PKP applications are primarily implemented in PHP and designed for LAMP-style stacks compatible with MySQL and MariaDB. The architecture adopts modular MVC patterns and plugin frameworks to support customization and extension. Core technical features include native support for metadata schemas such as Dublin Core and integration with identifiers like DOI via Crossref APIs and author identifiers through ORCID OAuth. Interoperability is enabled by OAI-PMH endpoints, metadata export for aggregators such as PubMed Central and Google Scholar, and support for preservation networks including LOCKSS and Portico. Accessibility and internationalization features reflect best practices promoted by organizations like the World Wide Web Consortium and compliance guidance from ISO standards.
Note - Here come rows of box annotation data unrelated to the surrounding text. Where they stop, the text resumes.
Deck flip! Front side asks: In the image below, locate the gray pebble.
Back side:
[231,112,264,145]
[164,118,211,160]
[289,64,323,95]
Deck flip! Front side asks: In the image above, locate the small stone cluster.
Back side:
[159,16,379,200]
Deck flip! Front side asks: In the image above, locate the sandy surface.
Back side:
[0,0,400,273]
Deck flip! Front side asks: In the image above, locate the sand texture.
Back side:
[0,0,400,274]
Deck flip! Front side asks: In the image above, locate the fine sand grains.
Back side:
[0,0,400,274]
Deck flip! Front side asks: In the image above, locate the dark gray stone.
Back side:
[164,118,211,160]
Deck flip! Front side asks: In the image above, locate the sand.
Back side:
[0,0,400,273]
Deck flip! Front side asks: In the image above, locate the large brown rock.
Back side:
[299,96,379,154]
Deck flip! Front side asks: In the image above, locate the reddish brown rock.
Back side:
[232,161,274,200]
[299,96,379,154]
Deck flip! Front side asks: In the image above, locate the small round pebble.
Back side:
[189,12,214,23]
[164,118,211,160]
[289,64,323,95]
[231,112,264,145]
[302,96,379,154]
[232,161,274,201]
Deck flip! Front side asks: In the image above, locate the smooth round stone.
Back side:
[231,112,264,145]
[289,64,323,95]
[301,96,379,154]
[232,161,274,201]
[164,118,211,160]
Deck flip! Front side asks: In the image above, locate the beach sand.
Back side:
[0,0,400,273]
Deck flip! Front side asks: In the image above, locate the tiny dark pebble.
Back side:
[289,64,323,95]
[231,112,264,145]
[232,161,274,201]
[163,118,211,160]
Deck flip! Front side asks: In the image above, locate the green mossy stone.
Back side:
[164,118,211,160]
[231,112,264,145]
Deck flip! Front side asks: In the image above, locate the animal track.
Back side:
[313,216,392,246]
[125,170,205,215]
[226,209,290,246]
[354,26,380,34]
PKP software also commonly integrates with discovery services and content management systems used in higher education, including Moodle and institutional solutions deployed at universities such as the University of Oxford and the University of Toronto.
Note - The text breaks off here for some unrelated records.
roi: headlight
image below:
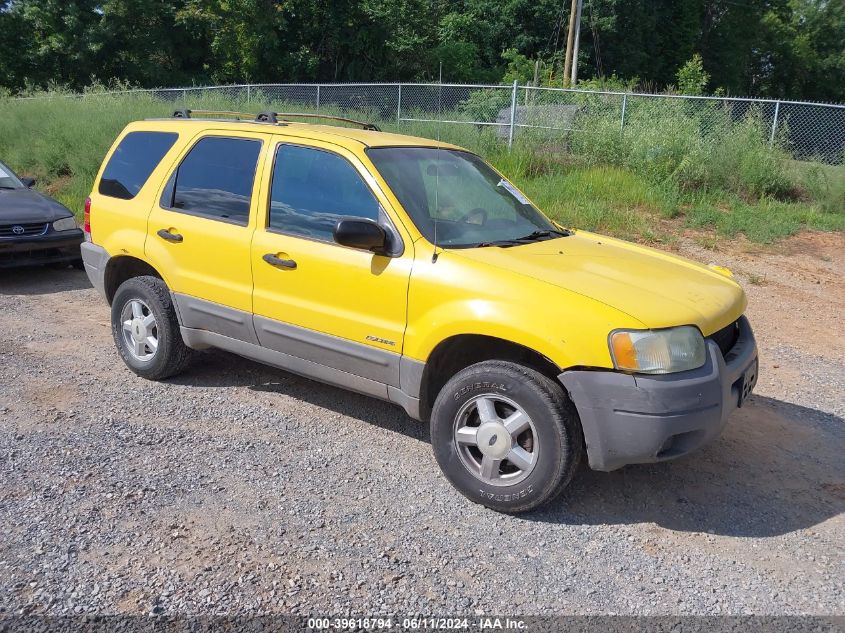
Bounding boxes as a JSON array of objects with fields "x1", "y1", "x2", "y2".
[
  {"x1": 53, "y1": 217, "x2": 79, "y2": 231},
  {"x1": 610, "y1": 325, "x2": 707, "y2": 374}
]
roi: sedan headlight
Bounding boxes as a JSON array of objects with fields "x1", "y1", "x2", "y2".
[
  {"x1": 610, "y1": 325, "x2": 707, "y2": 374},
  {"x1": 53, "y1": 217, "x2": 79, "y2": 231}
]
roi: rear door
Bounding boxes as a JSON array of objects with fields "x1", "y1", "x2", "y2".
[{"x1": 146, "y1": 130, "x2": 271, "y2": 343}]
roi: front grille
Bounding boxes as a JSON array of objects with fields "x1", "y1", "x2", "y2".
[
  {"x1": 0, "y1": 222, "x2": 50, "y2": 238},
  {"x1": 710, "y1": 320, "x2": 739, "y2": 357}
]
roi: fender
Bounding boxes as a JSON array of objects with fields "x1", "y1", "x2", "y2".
[{"x1": 404, "y1": 249, "x2": 642, "y2": 369}]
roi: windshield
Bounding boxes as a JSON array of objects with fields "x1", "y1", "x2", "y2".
[
  {"x1": 367, "y1": 147, "x2": 566, "y2": 248},
  {"x1": 0, "y1": 163, "x2": 23, "y2": 189}
]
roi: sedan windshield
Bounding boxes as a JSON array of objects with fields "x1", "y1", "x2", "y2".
[
  {"x1": 367, "y1": 147, "x2": 568, "y2": 248},
  {"x1": 0, "y1": 163, "x2": 23, "y2": 189}
]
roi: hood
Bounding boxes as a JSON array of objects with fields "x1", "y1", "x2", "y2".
[
  {"x1": 0, "y1": 189, "x2": 73, "y2": 224},
  {"x1": 452, "y1": 231, "x2": 746, "y2": 336}
]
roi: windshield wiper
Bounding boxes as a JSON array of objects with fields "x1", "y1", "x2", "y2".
[
  {"x1": 513, "y1": 229, "x2": 572, "y2": 242},
  {"x1": 475, "y1": 229, "x2": 572, "y2": 248}
]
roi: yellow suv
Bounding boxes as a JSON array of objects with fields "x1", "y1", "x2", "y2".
[{"x1": 82, "y1": 111, "x2": 757, "y2": 512}]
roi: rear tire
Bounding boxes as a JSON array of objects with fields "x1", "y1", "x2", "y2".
[
  {"x1": 431, "y1": 361, "x2": 584, "y2": 513},
  {"x1": 111, "y1": 276, "x2": 192, "y2": 380}
]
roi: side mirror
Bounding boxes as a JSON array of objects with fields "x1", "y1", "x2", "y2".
[{"x1": 334, "y1": 218, "x2": 387, "y2": 255}]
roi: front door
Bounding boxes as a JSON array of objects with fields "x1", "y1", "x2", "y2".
[
  {"x1": 247, "y1": 140, "x2": 413, "y2": 386},
  {"x1": 145, "y1": 131, "x2": 272, "y2": 343}
]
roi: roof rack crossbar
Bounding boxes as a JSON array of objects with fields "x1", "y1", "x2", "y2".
[
  {"x1": 275, "y1": 112, "x2": 381, "y2": 132},
  {"x1": 173, "y1": 108, "x2": 255, "y2": 121},
  {"x1": 173, "y1": 108, "x2": 381, "y2": 132}
]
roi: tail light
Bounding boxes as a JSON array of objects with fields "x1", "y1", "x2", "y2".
[{"x1": 83, "y1": 198, "x2": 91, "y2": 242}]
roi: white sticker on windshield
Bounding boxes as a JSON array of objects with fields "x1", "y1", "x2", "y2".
[{"x1": 496, "y1": 178, "x2": 531, "y2": 204}]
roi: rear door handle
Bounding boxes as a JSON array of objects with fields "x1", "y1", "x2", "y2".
[
  {"x1": 157, "y1": 229, "x2": 184, "y2": 242},
  {"x1": 262, "y1": 253, "x2": 296, "y2": 268}
]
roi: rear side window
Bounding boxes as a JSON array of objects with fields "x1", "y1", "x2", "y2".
[
  {"x1": 98, "y1": 132, "x2": 179, "y2": 200},
  {"x1": 165, "y1": 137, "x2": 261, "y2": 224},
  {"x1": 270, "y1": 145, "x2": 381, "y2": 241}
]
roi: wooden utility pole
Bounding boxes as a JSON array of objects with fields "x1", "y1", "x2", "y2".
[
  {"x1": 570, "y1": 0, "x2": 584, "y2": 88},
  {"x1": 563, "y1": 0, "x2": 581, "y2": 86}
]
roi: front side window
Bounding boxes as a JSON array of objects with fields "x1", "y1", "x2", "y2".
[
  {"x1": 97, "y1": 132, "x2": 179, "y2": 200},
  {"x1": 367, "y1": 147, "x2": 565, "y2": 248},
  {"x1": 270, "y1": 145, "x2": 380, "y2": 241},
  {"x1": 166, "y1": 137, "x2": 261, "y2": 225}
]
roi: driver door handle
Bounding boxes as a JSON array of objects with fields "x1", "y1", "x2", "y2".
[
  {"x1": 156, "y1": 229, "x2": 184, "y2": 242},
  {"x1": 262, "y1": 253, "x2": 296, "y2": 269}
]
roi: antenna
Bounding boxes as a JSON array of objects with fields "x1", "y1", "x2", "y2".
[{"x1": 431, "y1": 61, "x2": 443, "y2": 264}]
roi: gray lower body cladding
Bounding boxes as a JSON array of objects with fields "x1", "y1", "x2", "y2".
[
  {"x1": 79, "y1": 242, "x2": 109, "y2": 299},
  {"x1": 172, "y1": 293, "x2": 422, "y2": 419},
  {"x1": 559, "y1": 317, "x2": 757, "y2": 471}
]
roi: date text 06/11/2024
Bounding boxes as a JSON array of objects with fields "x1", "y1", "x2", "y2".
[{"x1": 308, "y1": 616, "x2": 526, "y2": 631}]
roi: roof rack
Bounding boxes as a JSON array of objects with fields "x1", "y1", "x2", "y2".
[{"x1": 173, "y1": 108, "x2": 381, "y2": 132}]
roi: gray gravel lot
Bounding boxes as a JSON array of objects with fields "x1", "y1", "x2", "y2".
[{"x1": 0, "y1": 269, "x2": 845, "y2": 615}]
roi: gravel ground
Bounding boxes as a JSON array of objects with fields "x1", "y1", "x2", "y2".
[{"x1": 0, "y1": 235, "x2": 845, "y2": 615}]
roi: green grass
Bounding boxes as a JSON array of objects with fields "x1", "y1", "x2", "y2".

Implementations and Projects

Numerous journals, scholarly societies, and university presses have implemented PKP applications to run titles and collections. Examples include independent journals in humanities and sciences hosted by university libraries at institutions like the University of Melbourne, McGill University, and University of Cape Town; society publishers collaborating with organizations such as the American Psychological Association and regional associations; and national platforms coordinated in countries such as Brazil, Mexico, and South Africa. Major projects leveraging PKP software include regional platforms modeled on cooperative infrastructures similar to SciELO, national open access initiatives analogous to J-STAGE, and repository-integration projects linked to Europeana-style aggregators. Cross-institutional consortia and library-led publishing services at institutions like Columbia University and King's College London have used PKP tools to host editorial services and training programs.

Governance and Community

PKP is governed and guided by a multi-stakeholder group combining academic, library, and technical contributors, with governance practices reflecting open source community norms found in projects like Apache Software Foundation and Drupal. Community engagement includes developer sprints, editorial user groups, and annual workshops attended by participants from institutions such as the Library of Congress, British Library, and national research councils. Contributions come from universities, research libraries, and independent developers; collaborations often involve non-profit organizations and funders supporting infrastructure for scholarly communication. Documentation, localization efforts, and training resources are produced collaboratively, with translation and adaptation projects involving partners in regions covered by organizations like the International Council for Science and the Association of Commonwealth Universities.

Adoption and Use Cases

PKP software supports a wide spectrum of use cases: small independent journals seeking low-cost editorial platforms; university presses launching digital-first monograph experiments; conference organizers managing submission and peer review workflows; and consortia implementing national publishing infrastructures. Adoption examples range from specialized disciplinary journals in fields represented by societies such as the American Chemical Society and Modern Language Association to multidisciplinary platforms associated with university libraries at Yale University and McMaster University. Use cases extend to metadata-driven discovery in aggregators like CORE and indexing in services such as Scopus and Web of Science when publishers register identifiers and metadata with aggregators. The flexible plugin model enables integrations with scholarly identifiers, payment and institutional authentication systems like Shibboleth and OpenAthens, and archiving workflows that interface with CLOCKSS.